In practice, however, as scientists working with Manfred Milinski from the Max Planck Institute for Evolutionary Biology in Plön discovered based on an experiment involving test subjects, many people do not allow themselves to be exploited in the long term. (See “Extortioners are only temporarily successful”). Working in cooperation with researchers from Harvard University, two of their colleagues from Plön have now tested this approach in a different way. They extended the ZD strategies mathematically to situations involving multiple players; after all, in real life, cooperation usually involves more than two participants. “Using game theory, pressing problems of our time, such as the avoidance of climate change, can be understood as social dilemmas involving multiple players,” explains Arne Traulsen, Director of the Department for Evolutionary Theory at the Plön-based Max Planck Institute. “Many people have the feeling that they cannot achieve anything as individuals. However, they underestimate the possibilities available to them.”

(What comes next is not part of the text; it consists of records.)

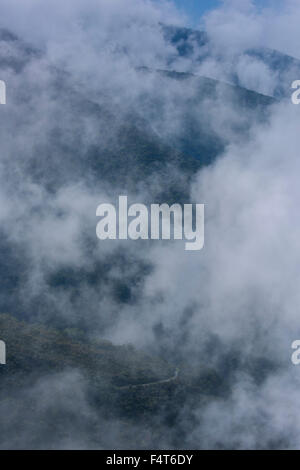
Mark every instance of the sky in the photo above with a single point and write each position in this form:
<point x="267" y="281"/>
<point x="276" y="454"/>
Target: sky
<point x="196" y="8"/>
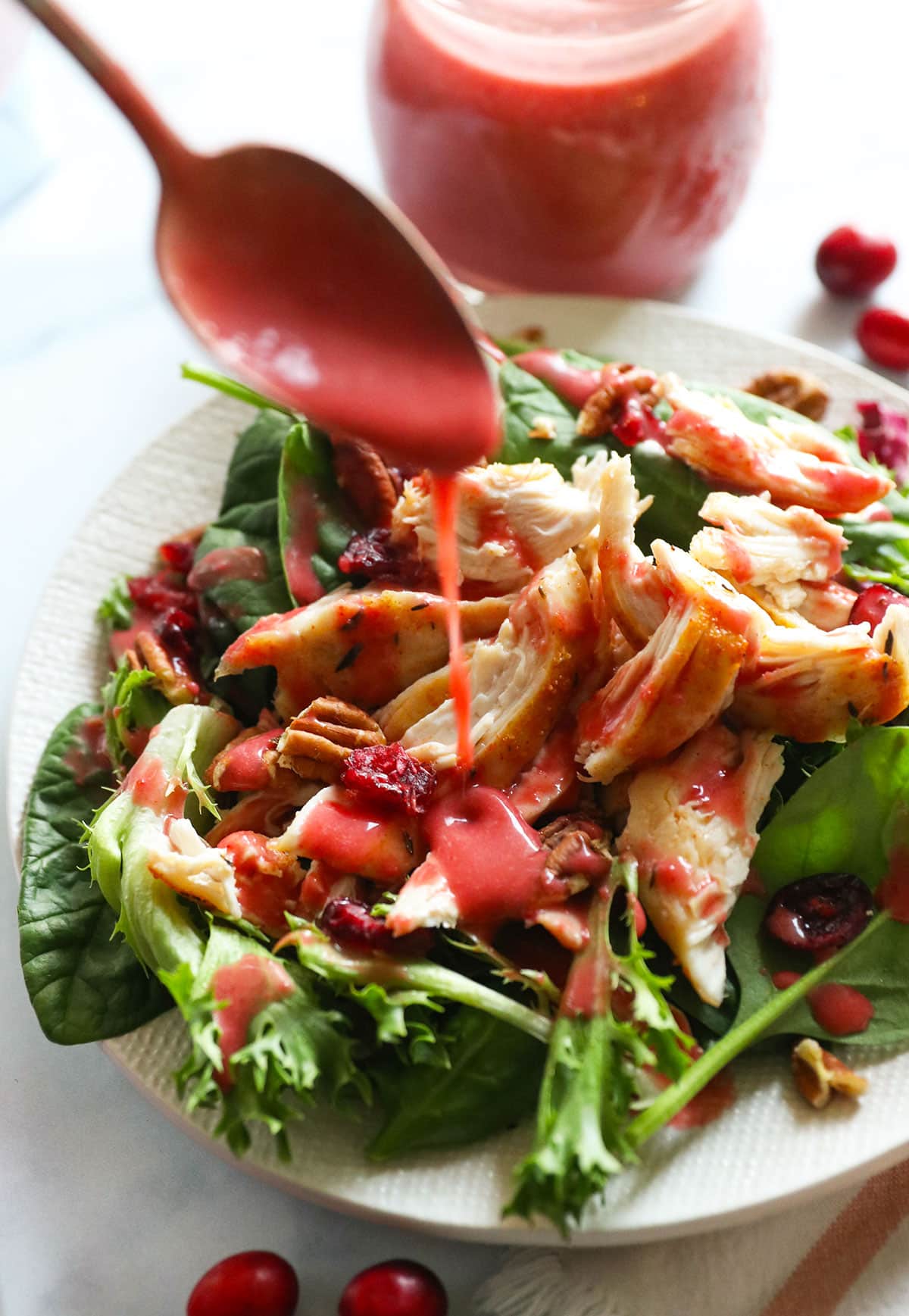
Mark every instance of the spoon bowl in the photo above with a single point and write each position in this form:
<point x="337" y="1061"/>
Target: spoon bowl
<point x="299" y="283"/>
<point x="307" y="290"/>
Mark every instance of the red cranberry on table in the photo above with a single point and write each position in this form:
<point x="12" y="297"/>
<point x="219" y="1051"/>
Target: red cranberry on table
<point x="249" y="1283"/>
<point x="395" y="1289"/>
<point x="853" y="264"/>
<point x="884" y="337"/>
<point x="873" y="603"/>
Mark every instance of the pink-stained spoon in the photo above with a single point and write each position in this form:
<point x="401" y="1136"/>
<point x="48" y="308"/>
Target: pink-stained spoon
<point x="305" y="289"/>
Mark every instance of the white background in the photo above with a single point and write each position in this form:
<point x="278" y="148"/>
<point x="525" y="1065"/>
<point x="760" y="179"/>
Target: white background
<point x="105" y="1207"/>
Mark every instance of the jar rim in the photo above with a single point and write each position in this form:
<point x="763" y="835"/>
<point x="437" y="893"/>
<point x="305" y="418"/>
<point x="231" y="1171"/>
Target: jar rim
<point x="570" y="41"/>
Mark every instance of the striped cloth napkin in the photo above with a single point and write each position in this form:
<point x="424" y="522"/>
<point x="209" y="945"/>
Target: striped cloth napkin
<point x="846" y="1255"/>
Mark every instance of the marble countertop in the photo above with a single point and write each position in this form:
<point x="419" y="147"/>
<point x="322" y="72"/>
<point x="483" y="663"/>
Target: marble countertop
<point x="105" y="1207"/>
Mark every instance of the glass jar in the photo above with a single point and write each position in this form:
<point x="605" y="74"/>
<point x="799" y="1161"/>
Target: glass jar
<point x="569" y="145"/>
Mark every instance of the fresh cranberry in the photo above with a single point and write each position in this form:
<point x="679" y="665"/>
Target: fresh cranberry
<point x="820" y="912"/>
<point x="178" y="555"/>
<point x="249" y="1283"/>
<point x="884" y="337"/>
<point x="176" y="630"/>
<point x="351" y="925"/>
<point x="161" y="591"/>
<point x="851" y="264"/>
<point x="395" y="1289"/>
<point x="389" y="774"/>
<point x="376" y="558"/>
<point x="884" y="435"/>
<point x="873" y="603"/>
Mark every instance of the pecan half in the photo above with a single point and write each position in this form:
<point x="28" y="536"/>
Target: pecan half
<point x="819" y="1074"/>
<point x="792" y="389"/>
<point x="569" y="824"/>
<point x="607" y="405"/>
<point x="171" y="678"/>
<point x="320" y="739"/>
<point x="364" y="478"/>
<point x="575" y="855"/>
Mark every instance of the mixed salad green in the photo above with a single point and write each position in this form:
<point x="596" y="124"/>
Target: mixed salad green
<point x="467" y="1032"/>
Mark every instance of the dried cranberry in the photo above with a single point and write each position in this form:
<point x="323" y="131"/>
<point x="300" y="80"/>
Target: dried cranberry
<point x="389" y="774"/>
<point x="873" y="603"/>
<point x="395" y="1289"/>
<point x="178" y="555"/>
<point x="884" y="435"/>
<point x="350" y="924"/>
<point x="176" y="630"/>
<point x="884" y="337"/>
<point x="376" y="558"/>
<point x="851" y="264"/>
<point x="249" y="1283"/>
<point x="636" y="423"/>
<point x="820" y="912"/>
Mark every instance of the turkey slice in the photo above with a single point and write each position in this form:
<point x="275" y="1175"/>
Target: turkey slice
<point x="692" y="830"/>
<point x="512" y="520"/>
<point x="520" y="682"/>
<point x="362" y="645"/>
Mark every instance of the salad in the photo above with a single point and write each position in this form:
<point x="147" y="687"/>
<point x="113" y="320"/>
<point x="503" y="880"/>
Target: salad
<point x="686" y="830"/>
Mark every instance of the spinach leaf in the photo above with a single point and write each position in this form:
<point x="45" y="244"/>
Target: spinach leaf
<point x="489" y="1085"/>
<point x="249" y="516"/>
<point x="846" y="817"/>
<point x="312" y="520"/>
<point x="83" y="985"/>
<point x="116" y="608"/>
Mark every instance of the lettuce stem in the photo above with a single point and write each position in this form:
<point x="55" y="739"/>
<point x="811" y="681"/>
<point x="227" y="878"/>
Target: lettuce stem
<point x="674" y="1098"/>
<point x="232" y="389"/>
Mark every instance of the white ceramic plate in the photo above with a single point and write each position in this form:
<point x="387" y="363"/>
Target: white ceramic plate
<point x="769" y="1149"/>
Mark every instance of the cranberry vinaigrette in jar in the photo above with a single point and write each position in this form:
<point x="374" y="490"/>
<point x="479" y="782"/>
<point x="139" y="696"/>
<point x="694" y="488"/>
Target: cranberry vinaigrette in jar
<point x="569" y="145"/>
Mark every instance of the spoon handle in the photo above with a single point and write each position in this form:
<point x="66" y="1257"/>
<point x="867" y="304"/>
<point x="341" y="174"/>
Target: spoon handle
<point x="166" y="149"/>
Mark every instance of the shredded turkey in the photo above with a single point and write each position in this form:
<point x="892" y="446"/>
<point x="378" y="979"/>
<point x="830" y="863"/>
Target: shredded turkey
<point x="195" y="869"/>
<point x="692" y="830"/>
<point x="786" y="558"/>
<point x="512" y="520"/>
<point x="520" y="682"/>
<point x="362" y="645"/>
<point x="794" y="462"/>
<point x="683" y="677"/>
<point x="809" y="685"/>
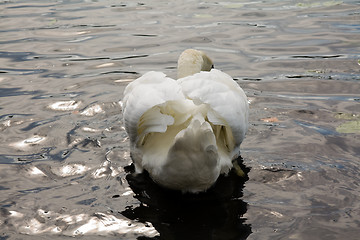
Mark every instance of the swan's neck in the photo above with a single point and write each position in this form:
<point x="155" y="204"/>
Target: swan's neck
<point x="192" y="61"/>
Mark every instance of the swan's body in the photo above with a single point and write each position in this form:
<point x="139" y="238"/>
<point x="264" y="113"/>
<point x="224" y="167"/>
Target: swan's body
<point x="185" y="132"/>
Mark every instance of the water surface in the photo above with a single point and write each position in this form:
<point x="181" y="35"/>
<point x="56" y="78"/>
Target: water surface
<point x="64" y="154"/>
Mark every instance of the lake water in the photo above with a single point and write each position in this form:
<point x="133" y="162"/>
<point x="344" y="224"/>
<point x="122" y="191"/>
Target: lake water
<point x="63" y="149"/>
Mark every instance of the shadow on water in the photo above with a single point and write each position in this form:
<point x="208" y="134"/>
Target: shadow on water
<point x="215" y="214"/>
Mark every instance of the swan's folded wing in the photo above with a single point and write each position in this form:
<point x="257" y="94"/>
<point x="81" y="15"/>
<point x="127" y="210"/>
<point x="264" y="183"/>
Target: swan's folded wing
<point x="224" y="96"/>
<point x="151" y="89"/>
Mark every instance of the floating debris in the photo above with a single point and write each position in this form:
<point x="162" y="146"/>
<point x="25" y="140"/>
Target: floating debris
<point x="28" y="142"/>
<point x="92" y="110"/>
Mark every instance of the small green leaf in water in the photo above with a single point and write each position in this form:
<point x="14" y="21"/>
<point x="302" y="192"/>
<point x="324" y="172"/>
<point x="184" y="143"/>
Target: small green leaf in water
<point x="346" y="116"/>
<point x="203" y="16"/>
<point x="349" y="127"/>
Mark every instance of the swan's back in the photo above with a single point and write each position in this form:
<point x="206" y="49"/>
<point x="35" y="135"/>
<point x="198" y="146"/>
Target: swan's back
<point x="185" y="132"/>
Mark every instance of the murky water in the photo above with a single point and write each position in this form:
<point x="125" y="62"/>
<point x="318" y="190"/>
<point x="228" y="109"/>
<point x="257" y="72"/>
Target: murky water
<point x="64" y="151"/>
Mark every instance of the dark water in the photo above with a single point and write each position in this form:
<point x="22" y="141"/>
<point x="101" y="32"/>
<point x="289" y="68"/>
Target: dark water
<point x="64" y="151"/>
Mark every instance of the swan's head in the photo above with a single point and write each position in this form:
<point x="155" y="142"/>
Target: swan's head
<point x="193" y="61"/>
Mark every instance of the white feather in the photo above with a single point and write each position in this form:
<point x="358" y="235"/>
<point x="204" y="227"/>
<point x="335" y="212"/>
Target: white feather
<point x="185" y="132"/>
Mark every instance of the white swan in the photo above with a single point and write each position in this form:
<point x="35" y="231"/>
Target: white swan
<point x="185" y="132"/>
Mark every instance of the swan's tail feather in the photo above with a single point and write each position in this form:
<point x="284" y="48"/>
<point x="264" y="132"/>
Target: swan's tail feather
<point x="193" y="161"/>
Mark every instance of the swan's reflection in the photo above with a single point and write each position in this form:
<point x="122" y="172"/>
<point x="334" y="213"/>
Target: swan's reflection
<point x="216" y="214"/>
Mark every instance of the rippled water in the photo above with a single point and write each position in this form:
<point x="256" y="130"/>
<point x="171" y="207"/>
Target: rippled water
<point x="64" y="152"/>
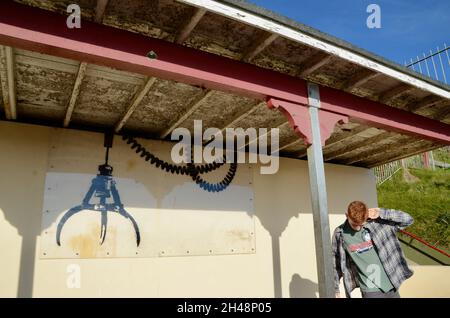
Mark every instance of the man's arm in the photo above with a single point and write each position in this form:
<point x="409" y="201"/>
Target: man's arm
<point x="336" y="264"/>
<point x="399" y="219"/>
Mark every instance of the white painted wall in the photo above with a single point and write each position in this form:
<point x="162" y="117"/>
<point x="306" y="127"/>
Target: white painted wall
<point x="282" y="265"/>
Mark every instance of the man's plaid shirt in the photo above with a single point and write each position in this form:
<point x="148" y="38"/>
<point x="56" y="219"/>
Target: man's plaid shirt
<point x="383" y="233"/>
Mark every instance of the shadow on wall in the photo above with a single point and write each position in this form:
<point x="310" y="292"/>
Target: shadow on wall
<point x="21" y="184"/>
<point x="276" y="211"/>
<point x="302" y="288"/>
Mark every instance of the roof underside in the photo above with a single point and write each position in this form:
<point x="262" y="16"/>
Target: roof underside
<point x="44" y="85"/>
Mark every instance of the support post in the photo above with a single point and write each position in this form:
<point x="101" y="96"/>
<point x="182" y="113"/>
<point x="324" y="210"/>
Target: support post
<point x="319" y="199"/>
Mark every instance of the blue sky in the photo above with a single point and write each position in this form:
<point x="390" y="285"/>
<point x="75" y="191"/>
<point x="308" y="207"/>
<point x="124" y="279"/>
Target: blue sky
<point x="408" y="27"/>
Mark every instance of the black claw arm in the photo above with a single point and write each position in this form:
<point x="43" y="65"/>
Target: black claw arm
<point x="67" y="216"/>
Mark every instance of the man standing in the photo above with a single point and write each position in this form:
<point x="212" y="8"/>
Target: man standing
<point x="367" y="253"/>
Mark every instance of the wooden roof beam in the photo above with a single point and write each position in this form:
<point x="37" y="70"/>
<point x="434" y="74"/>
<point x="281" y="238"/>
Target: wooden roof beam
<point x="138" y="97"/>
<point x="100" y="10"/>
<point x="190" y="25"/>
<point x="8" y="81"/>
<point x="313" y="63"/>
<point x="75" y="93"/>
<point x="258" y="46"/>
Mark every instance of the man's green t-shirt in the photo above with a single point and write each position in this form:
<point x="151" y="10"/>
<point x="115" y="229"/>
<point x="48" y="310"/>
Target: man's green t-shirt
<point x="371" y="274"/>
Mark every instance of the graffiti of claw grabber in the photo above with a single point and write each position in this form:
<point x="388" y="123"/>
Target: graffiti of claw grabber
<point x="103" y="187"/>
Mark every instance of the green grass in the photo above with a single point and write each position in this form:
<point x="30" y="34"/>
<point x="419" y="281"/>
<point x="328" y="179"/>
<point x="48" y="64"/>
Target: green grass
<point x="442" y="154"/>
<point x="427" y="200"/>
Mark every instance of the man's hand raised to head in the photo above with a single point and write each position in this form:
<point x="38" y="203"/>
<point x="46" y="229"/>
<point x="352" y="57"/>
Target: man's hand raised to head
<point x="374" y="213"/>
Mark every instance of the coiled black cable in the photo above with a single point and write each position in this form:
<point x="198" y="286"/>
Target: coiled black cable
<point x="190" y="169"/>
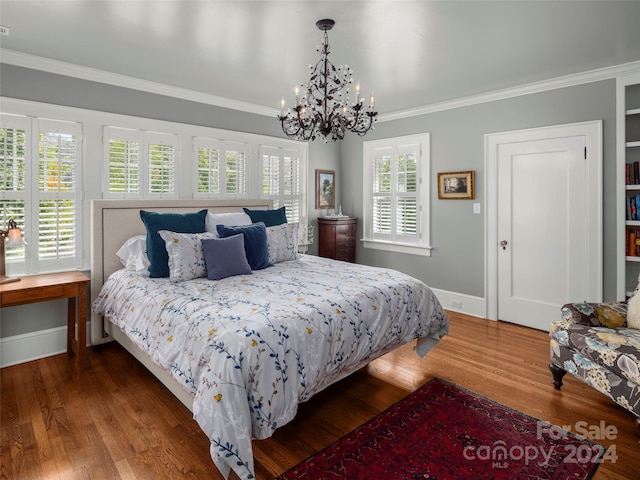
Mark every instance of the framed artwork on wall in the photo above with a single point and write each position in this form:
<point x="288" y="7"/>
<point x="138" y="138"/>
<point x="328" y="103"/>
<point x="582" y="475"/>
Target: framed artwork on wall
<point x="325" y="189"/>
<point x="456" y="185"/>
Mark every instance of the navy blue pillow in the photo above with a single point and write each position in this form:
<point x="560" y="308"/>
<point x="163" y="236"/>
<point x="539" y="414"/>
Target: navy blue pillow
<point x="192" y="222"/>
<point x="270" y="218"/>
<point x="255" y="242"/>
<point x="225" y="257"/>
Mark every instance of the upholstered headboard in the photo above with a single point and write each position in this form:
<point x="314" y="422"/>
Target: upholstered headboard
<point x="115" y="221"/>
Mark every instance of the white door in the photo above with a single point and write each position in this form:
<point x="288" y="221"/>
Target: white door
<point x="542" y="219"/>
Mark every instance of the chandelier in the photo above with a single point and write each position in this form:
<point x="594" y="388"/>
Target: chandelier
<point x="323" y="109"/>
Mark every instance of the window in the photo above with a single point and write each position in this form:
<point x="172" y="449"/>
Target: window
<point x="396" y="194"/>
<point x="42" y="187"/>
<point x="139" y="164"/>
<point x="222" y="168"/>
<point x="282" y="180"/>
<point x="39" y="175"/>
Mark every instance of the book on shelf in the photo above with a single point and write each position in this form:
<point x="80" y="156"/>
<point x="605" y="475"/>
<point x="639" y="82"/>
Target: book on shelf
<point x="632" y="242"/>
<point x="632" y="173"/>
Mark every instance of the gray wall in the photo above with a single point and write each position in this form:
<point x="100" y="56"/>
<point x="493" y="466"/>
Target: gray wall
<point x="457" y="143"/>
<point x="34" y="85"/>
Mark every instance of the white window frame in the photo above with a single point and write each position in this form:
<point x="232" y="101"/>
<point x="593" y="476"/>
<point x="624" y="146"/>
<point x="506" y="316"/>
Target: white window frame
<point x="393" y="242"/>
<point x="281" y="198"/>
<point x="31" y="261"/>
<point x="223" y="146"/>
<point x="145" y="140"/>
<point x="92" y="160"/>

With the help of mathematical calculations, Christian Hilbe, a former post-doc in Plön, and his colleagues showed that the ZD strategies that are successful in games involving two participants are also effective in situations involving any number of players. Therefore, an individual can also control within a group how he or she will gain from a situation compared to the other players. If the person plays fairly, i.e. cooperates if the others cooperate but punishes egoistic behaviour proportionally through a refusal to cooperate, his or her payoff will reflect the mean value of that of the other players. If a player behaves generously, that is acts socially more often than the other players, the player can ensure that these players obtain a better result. One player also has the possibility of extorting the others, however. The tactic adopted in this case is that he or she cooperates sufficiently often for it to be beneficial for the other players to adopt a cooperative strategy in the long term. At the same time, however, the extortioner aims to act egoistically more often than the others. In this way, the extortioner succeeds in exploiting the others and obtaining greater benefit.
“What interested us most, however, was how the individual can contribute to the development of stable cooperation within the group,” says Hilbe. The researchers were actually able to calculate mathematically which strategies promote cooperation. According to their findings, individual players should act generously in principle to avoid ending up in a spiral of refusal when another has acted egoistically once – possibly due to a misunderstanding. On the other hand, individual players should not be too generous either and should consistently punish egoistic behaviour.
However, the strategic opportunities available to the individual always decline the more people there are involved in the game. Hence, to ensure the success of a joint strategy in large groups, it makes sense to form an alliance. According to the calculations, whether or not this tactic must be re-negotiated for each individual round or is agreed from the outset is of secondary importance. What is crucial to the shared objective is how many players join forces.
But an alliance does not necessarily have to commit itself to a social approach. On the contrary, it can form an extortioner group. “There are no limits to extortion when sufficient numbers cooperate,” notes Traulsen, explaining the result of the model. Yet even this phenomenon can have a positive effect, as this group prompts the others to behave socially. As a result – according to the model – it can generate a positive group dynamic among the outsiders and promote cooperation to some extent.